IDC Japanは、2012年第3四半期(7~9月)の国内サーバ市場動向を発表した。それによると、2012年第3四半期の国内サーバ市場規模は1,133億円で、前年同期にあたる2011年第3四半期から5.9%減少。一方、出荷台数は14万4千台で、前年同期から9.4%の減少したという。
今期は、メインフレームが前年同期比プラス2.8%で3四半期連続してプラス成長となり、金融業、流通業、製造業向けに大型機の出荷があったという。特に金融業向けの更新案件は2012年に入ってから好調を維持しているという。
IA64サーバは、通信キャリア向けに大型案件があったが、わずかに前年同期の出荷額には達しなかった。RISCサーバは前年同期にあった「京」の出荷の反動があり2桁のマイナス成長となり、x86サーバは、前期に続き情報サービス業向けの出荷は好調なものの、1,000台を超える大型案件の件数は前年同期と比較して減少しているという。

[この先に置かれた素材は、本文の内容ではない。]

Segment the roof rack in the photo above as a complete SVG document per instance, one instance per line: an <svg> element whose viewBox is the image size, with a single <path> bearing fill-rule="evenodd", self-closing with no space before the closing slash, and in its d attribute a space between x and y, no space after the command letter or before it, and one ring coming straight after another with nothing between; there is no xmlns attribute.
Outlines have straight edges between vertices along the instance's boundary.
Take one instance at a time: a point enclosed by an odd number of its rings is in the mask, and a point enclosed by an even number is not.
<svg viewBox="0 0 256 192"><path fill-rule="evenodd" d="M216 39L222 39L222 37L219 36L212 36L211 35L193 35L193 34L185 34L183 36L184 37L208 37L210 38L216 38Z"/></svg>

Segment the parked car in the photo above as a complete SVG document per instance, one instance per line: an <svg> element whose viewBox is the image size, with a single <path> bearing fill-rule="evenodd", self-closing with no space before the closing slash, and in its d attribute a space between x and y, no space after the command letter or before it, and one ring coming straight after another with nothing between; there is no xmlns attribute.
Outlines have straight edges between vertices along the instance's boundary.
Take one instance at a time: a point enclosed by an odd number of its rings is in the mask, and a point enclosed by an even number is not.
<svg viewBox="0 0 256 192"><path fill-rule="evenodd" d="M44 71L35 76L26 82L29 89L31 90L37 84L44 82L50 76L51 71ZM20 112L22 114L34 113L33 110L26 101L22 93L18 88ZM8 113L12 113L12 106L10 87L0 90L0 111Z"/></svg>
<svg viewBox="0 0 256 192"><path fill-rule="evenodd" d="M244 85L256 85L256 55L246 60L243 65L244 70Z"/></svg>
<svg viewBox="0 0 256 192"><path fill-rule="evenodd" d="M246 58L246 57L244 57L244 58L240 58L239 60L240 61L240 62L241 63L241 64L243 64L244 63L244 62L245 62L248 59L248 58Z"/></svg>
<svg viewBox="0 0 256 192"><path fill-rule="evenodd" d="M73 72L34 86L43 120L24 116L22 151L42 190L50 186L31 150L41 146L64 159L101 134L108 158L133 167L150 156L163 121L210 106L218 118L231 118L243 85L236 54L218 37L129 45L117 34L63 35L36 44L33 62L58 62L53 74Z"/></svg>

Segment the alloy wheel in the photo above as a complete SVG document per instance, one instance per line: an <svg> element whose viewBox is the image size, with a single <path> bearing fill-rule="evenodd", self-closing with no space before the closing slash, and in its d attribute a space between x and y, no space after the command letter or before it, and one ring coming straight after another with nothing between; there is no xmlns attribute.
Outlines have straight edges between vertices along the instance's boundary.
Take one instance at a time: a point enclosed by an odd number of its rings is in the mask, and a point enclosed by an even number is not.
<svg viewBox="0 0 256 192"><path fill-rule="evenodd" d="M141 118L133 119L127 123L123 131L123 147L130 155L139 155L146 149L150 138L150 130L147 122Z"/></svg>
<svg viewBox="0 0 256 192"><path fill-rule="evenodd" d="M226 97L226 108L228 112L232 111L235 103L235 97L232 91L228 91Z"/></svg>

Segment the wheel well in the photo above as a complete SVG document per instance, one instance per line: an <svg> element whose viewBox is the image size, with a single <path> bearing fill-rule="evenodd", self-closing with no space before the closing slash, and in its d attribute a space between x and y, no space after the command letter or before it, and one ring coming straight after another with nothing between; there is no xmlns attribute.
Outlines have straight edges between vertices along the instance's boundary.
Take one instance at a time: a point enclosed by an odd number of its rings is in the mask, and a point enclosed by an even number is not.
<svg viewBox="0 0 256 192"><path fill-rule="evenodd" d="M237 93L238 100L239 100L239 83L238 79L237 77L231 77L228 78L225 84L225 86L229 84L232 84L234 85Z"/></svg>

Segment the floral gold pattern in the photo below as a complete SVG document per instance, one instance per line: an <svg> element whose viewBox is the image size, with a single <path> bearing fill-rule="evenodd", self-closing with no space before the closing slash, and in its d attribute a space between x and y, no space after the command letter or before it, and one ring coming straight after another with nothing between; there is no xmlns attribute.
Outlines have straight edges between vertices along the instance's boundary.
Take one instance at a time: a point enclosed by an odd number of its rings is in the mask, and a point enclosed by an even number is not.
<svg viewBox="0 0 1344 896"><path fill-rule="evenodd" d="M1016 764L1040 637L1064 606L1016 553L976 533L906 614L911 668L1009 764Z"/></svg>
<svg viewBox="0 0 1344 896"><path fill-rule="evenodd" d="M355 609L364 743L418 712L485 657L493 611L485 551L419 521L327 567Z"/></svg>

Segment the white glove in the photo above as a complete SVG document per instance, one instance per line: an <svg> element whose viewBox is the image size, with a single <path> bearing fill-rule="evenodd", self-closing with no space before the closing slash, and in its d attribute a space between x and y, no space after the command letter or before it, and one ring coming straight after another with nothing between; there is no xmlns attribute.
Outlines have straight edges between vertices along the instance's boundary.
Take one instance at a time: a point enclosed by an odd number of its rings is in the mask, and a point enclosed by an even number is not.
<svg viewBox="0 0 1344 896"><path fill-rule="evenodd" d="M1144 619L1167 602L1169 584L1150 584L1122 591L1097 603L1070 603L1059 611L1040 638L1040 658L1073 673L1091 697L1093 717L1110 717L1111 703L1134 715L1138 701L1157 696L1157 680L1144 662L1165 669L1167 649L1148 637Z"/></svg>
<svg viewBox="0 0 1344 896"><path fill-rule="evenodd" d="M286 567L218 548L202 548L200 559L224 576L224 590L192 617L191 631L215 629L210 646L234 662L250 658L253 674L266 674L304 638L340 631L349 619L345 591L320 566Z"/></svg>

ベンダー別出荷額では、NECと富士通が同率で1位で、NECは、x86サーバで通信業向けの大口の案件を6期連続して獲得し、富士通はx86サーバで、金融業、製造業、情報サービス業向けに大口の出荷があったという。
3位はIBMで、同社はメインフレームで前年同期の出荷額を上回ったものの、他の製品分野が振るわなかったという。4位の日立製作所は、メインフレームとRISCサーバーが好調でメインフレームは、金融業向けの大型案件があり、出荷金額を大幅に増やした。また、RISCサーバでは、官公庁向けにHPC専用モデルの大型案件が複数件あったという。
一方、ベンダー別出荷台数では、NECが1位で、富士通が2位。両社の差は出荷台数においても500台の僅差で、x86サーバの出荷台数でやや勝るNECが今期は首位を獲得した。なお、台数ベースでは3位はHP。
IDC Japan サーバー リサーチマネージャーの林 一彦氏は「今期は、NECと富士通、IBMと日立製作所の出荷額シェアが僅差となり、一段とシェア争いが厳しくなってきた。その中でx86サーバがサーバ市場に占める割合は、前年同期から2.2ポイント上昇し、市場の57.7%となった。サーバベンダーは、シェアの確保だけでなく損益分岐点の見極めが重要になってくる。今後サーバベンダーは、自社製品の収益性と、シェアの分岐点をにらみながら自社の得意とする製品ポートフォリオを構築していく必要があるだろう」と指摘している。